To: Roger A. Babb who wrote (612)6/12/1998 10:04:00 PM
From: bobby beara  Read Replies (2) | Respond to of 3339
 
Roger, I think today was a reversal day. We bounced off the 1080 support area and closed above yesterdays close.

I think we are in for more exhuberance (I'm targeting 1184). Nikkei sitting on support also and this GDP report might be the kind of bearishness that might marke a short term capitulation bottom.

XAU may have had a reversal day also.

If I'm right, we should see volume increase next week as we climb to new highs.

bb



To: Roger A. Babb who wrote (612)6/13/1998 12:54:00 PM
From: Les H  Respond to of 3339
 
There may be further rebound, but that looks to be bounded by 9000. The Dow/S&P bounced off 8680 which also coincided with a downtrending support line since April. Soon, that trendline will go below 8680. The top line of the downtrending channel is 8980. Nasdaq came within 1% of its 200-day moving average yesterday. The simple answer is the market is continuing to make new intraday/intraweek lows in successive weeks. So far, this market is behaving as in June/July 96 which were difficult for many of the same economic reasons as now.

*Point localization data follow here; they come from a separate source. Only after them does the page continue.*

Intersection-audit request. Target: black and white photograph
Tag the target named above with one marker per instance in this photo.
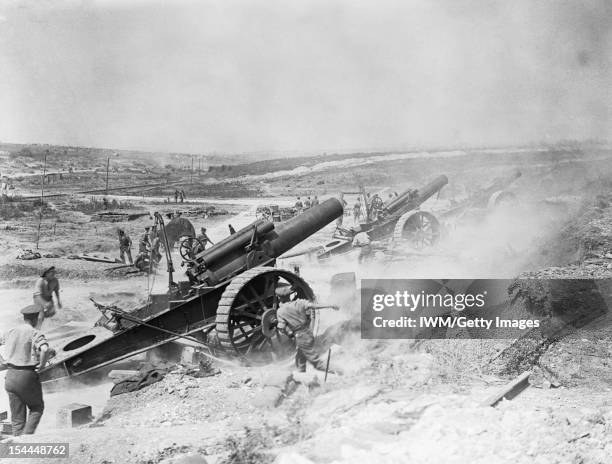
(306, 231)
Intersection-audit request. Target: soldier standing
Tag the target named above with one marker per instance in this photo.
(357, 211)
(299, 205)
(27, 351)
(125, 246)
(294, 318)
(44, 288)
(144, 243)
(363, 242)
(203, 240)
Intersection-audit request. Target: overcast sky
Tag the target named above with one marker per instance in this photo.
(304, 75)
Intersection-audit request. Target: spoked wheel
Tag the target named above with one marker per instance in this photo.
(246, 314)
(188, 247)
(420, 229)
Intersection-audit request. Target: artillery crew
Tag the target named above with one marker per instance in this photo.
(299, 205)
(27, 351)
(363, 242)
(144, 244)
(125, 246)
(44, 288)
(357, 211)
(202, 240)
(293, 319)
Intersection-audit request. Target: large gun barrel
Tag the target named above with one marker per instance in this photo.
(261, 242)
(411, 198)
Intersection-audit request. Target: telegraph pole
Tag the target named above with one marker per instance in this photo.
(192, 169)
(42, 196)
(107, 166)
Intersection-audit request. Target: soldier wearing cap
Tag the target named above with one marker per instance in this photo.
(144, 243)
(27, 351)
(293, 319)
(125, 246)
(202, 242)
(44, 288)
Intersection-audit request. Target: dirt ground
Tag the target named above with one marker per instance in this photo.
(397, 401)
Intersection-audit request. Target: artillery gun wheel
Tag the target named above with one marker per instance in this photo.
(187, 246)
(246, 314)
(420, 229)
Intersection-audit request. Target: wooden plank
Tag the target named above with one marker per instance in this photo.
(509, 391)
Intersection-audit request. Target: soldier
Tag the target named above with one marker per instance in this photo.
(299, 205)
(363, 242)
(340, 220)
(145, 243)
(125, 246)
(357, 211)
(27, 351)
(294, 318)
(203, 240)
(44, 288)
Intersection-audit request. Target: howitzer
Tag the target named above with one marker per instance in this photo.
(228, 303)
(422, 227)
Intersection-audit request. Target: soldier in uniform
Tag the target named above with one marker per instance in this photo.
(294, 318)
(145, 243)
(357, 211)
(299, 205)
(125, 246)
(363, 242)
(202, 242)
(44, 288)
(27, 351)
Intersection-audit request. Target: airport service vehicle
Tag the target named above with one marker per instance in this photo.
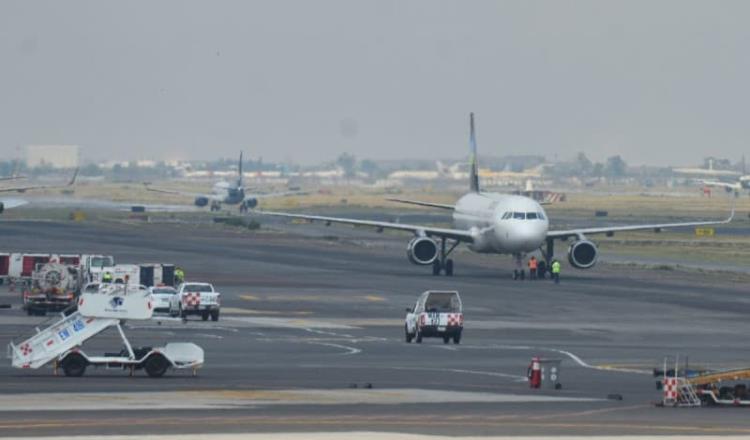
(18, 266)
(53, 286)
(496, 224)
(162, 297)
(147, 274)
(61, 342)
(438, 314)
(196, 299)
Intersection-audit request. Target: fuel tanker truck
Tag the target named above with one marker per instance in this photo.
(53, 286)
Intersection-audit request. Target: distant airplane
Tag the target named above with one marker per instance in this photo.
(494, 223)
(227, 193)
(21, 189)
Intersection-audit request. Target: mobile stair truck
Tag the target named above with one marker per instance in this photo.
(109, 305)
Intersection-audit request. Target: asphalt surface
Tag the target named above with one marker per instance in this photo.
(308, 315)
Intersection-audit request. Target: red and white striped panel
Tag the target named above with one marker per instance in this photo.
(191, 299)
(455, 319)
(670, 388)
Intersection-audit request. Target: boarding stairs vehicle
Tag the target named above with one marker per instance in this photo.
(60, 342)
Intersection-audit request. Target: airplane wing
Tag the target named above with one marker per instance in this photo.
(180, 193)
(419, 203)
(33, 187)
(11, 203)
(276, 194)
(657, 227)
(456, 234)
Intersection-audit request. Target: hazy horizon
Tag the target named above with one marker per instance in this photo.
(660, 83)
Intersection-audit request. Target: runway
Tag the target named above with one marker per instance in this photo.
(311, 339)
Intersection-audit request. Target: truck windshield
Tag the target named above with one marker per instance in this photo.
(443, 302)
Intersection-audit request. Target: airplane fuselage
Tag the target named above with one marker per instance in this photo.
(228, 193)
(504, 224)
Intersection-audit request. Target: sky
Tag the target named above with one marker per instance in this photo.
(658, 82)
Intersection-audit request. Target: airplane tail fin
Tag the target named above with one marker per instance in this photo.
(474, 168)
(239, 172)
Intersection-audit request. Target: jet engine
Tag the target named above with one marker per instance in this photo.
(251, 203)
(422, 251)
(582, 254)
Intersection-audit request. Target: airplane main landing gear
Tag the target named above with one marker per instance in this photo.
(443, 263)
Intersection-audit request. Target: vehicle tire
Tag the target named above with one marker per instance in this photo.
(74, 365)
(436, 267)
(449, 268)
(156, 365)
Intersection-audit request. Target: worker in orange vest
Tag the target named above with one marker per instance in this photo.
(533, 264)
(534, 373)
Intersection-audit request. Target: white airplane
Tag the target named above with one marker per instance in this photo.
(227, 193)
(495, 224)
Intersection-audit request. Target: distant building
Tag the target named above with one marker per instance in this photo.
(56, 156)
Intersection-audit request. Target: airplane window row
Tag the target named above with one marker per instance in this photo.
(523, 216)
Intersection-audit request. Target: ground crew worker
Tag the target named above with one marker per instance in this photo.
(555, 269)
(533, 264)
(179, 275)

There still hasn't been the extreme level of volatility or volume expected at lows that are associated with climactic selling. Yesterday was less than 1.5% down. Normally, the market should approach at least twice that.

Another anomaly that was seen intraday in the market yesterday was the extremely heavy level of shorting of the S&P Depository Receipts (SPY). At one time, when the S&P 500 was down 8 points, I saw the SPY only down 1/8 the equivalent of 1.2 on the S&P 500.